Seorang Pengedar Sabu Jaringan Lapas Cilegon Diamankan Polisi – MS (22) , pemuda asal Kampung Pabuaran Desa Sukamantri, Kabupaten Tangerang, terpaksa sekali meringkuk di sel tahanan Mapolresta Tangerang. Penangkapan pemeran berjalan pada Minggu 26 November awal hari, seputar waktu 00. 00 WIB.

Kasat Reskrim Polresta Tangerang, Kompol Wiwin Setiawan menuturkan, MS dengan sebutan lain Pendil bisa dibuktikan jual/beli serta menyimpan sabu yg disimpan pemeran didalam tas pinggang warna biru.

Dari tangan pemeran, polisi sukses mengambil satu buah timbangan digital, duit Rp 600 ribu, satu handphone brand Samsung, satu plastik bening berisikan sabu dengan berat 35 gr.

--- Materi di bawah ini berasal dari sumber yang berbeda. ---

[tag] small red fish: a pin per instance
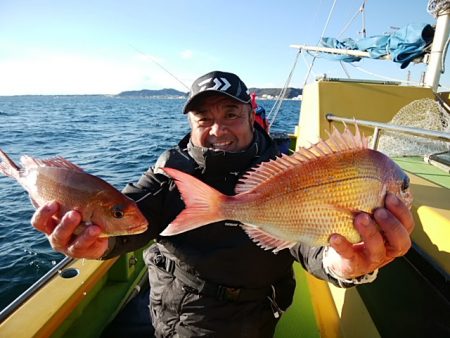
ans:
(60, 180)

Saat sebelum laksanakan penangkapan, tim Resmob Polresta Tangerang merasa kabar terdapatnya transaksi narkoba di Pasar Kemis. Sesudah itu, jelas Wiwin, unit Resmob Sat Reskrim Polresta Tangerang di pimpin oleh Iptu Kudratullah menuju area.

Sesampainya di area sekira jam 00. 10 WIB. seseorang laki laki mencurigakan yg dikira bakal bertransaksi narkoba. Lantas dilaksanakan pengecekan oleh tim.

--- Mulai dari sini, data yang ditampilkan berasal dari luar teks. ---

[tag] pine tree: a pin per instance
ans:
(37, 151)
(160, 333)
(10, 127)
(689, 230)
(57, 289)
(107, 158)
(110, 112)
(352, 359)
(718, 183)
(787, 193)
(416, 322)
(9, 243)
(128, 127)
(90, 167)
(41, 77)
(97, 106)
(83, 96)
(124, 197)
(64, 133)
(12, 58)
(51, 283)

” Benar ada barang untuk bukti sabu yg dia taruh di bungkus rokok mild yg di dalamnya ada satu paket narkotika model sabu, ” kata Wiwin, Minggu (26/11) .

Dari info MS, dirinya sendiri beroleh narkotika model sabu itu dari AA, sebagai narapidana Lapas Cilegon. Sesudah itu, menurut pernyataan MS masihlah menyimpan narkotika model sabu dirumah yg beralamat di Kp. Pabuaran Rt. 02/01 Desa Sukamantri, Kecamatan Pasar Kemis.

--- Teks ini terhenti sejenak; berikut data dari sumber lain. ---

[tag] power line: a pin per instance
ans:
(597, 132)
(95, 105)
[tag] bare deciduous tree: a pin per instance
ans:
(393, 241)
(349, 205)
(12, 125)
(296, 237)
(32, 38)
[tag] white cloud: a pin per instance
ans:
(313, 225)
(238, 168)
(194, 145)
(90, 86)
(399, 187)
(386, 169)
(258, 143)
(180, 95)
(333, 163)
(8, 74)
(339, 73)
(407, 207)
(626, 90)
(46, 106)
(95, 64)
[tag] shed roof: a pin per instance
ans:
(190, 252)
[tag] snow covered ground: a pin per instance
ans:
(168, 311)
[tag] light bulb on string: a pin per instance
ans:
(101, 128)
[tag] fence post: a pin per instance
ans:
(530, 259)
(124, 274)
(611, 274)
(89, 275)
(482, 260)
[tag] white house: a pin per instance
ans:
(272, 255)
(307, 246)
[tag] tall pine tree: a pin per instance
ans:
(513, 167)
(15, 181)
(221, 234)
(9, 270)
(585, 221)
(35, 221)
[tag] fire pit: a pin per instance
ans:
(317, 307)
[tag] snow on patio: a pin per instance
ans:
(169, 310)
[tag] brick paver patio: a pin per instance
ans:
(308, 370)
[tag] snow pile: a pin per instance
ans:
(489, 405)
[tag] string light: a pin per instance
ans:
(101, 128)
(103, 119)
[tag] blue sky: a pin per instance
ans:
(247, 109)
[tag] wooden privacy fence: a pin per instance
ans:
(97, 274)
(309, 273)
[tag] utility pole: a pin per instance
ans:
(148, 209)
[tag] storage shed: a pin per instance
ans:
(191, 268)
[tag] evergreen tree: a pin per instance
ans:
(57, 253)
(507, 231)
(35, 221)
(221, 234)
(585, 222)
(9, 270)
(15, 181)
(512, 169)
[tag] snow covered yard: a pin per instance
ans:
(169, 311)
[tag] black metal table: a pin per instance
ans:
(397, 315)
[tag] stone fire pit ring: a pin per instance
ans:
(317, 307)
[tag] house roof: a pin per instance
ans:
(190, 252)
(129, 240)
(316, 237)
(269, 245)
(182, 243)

” Tim menggeledah kepada kamar itu serta diketemukan satu plastik bening berisikan narkotika model sabu dengan berat 35 gr, sesudah itu tersangka serta barang untuk bukti dibawa ke Polres Kota Tangerang faedah sistem penyelidikan serta penyidikan seterusnya, ” tutup Wiwin.

Karna perbuatan MS (22) , bisa dibuktikan menyimpan serta membawa Narkotika model sabu serta atau beli serta jual narkotika model sabu sama seperti disebut dalam Pasal 112 ayat 1 serta atau Pasal 114 ayat 1 UU RI no 35 th. 2009 perihal Narkotika dengan ancaman hukuman pidana penjara sekurang-kurangnya 4 th. penjara.